Huge breakthrough?  This story, about Google's AI software beating a human Go champion, is splattered all over the web.  Most of the stories use similar hyperbolic language, which I'm sure Google is quite happy to see.  Is it really a huge breakthrough?

I don't think so.  It's a laudable incremental advance in an area that computers (including artificial intelligence) are very good at: games with a constrained context and rules.  By “constrained context” I mean that in order to play the game of Go (or most other games), you don't need to know anything beyond the rules of the game.

That's very different, for example, than holding a conversation with someone.  In any randomly chosen human conversation, you'll find that in order to have that conversation the people involved must share an enormous amount of context.  For example, if we were talking politics, you'd have to know the names of the politicians involved, something about their beliefs and pronouncements, what offices they were running for, who the voters were ... I could go on for a long time like that.

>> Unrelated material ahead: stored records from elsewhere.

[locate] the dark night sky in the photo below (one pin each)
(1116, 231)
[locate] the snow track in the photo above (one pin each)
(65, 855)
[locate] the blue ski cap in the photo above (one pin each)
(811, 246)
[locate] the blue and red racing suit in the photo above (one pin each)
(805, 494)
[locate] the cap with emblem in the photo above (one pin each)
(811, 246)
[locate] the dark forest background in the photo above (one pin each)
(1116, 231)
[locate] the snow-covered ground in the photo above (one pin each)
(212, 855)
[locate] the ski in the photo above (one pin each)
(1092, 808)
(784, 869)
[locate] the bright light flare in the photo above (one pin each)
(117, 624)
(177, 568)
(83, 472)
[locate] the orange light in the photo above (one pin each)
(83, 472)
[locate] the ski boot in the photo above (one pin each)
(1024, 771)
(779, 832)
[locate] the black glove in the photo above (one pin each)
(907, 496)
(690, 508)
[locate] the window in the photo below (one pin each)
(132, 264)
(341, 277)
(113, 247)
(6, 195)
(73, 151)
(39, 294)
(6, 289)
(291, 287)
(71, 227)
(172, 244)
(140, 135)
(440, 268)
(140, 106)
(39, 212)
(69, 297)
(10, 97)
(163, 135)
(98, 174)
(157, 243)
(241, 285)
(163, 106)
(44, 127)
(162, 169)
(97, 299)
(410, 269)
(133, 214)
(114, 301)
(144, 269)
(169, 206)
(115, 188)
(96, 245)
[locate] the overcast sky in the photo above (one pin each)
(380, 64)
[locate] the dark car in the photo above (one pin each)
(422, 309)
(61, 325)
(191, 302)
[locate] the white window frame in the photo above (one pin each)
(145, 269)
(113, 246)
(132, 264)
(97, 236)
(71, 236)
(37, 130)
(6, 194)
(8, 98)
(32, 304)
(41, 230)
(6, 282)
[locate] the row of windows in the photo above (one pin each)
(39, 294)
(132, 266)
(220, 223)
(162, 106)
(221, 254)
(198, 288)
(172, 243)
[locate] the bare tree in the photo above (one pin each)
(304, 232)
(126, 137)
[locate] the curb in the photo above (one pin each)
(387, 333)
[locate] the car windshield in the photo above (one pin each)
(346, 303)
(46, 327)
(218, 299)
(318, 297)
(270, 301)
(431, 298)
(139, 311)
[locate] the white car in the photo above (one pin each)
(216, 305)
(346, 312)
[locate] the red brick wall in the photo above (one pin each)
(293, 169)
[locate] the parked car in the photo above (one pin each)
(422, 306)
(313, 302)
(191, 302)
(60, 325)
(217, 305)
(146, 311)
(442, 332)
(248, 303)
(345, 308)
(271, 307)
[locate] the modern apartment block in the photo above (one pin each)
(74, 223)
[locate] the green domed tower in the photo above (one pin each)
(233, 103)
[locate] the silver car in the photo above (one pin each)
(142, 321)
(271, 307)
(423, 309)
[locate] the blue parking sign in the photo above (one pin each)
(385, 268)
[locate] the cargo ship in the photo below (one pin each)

It's not that I think Google's accomplishment is unimpressive – it's very impressive, in the same way that being the first to walk on the moon is impressive.  But ... it's less a fundamental advance and more an incremental improvement.  I'd be much more impressed if someone rolled out a computer that could talk with me in a natural way on even some limited topic.  As I've said before, I'm skeptical that such a thing will ever happen through digital computers as we know them today.  Want some evidence for my skepticism?  Spend a few minutes trying to ask some questions of Siri, Cortana, or Alexa (the voice enabled “digital assistants” from Apple, Microsoft, and Amazon, respectively). Are they helpful?  Sometimes.  Are they amusing?  Most definitely.  Do they seem like a human assistant?  Hell, no.  Not even close.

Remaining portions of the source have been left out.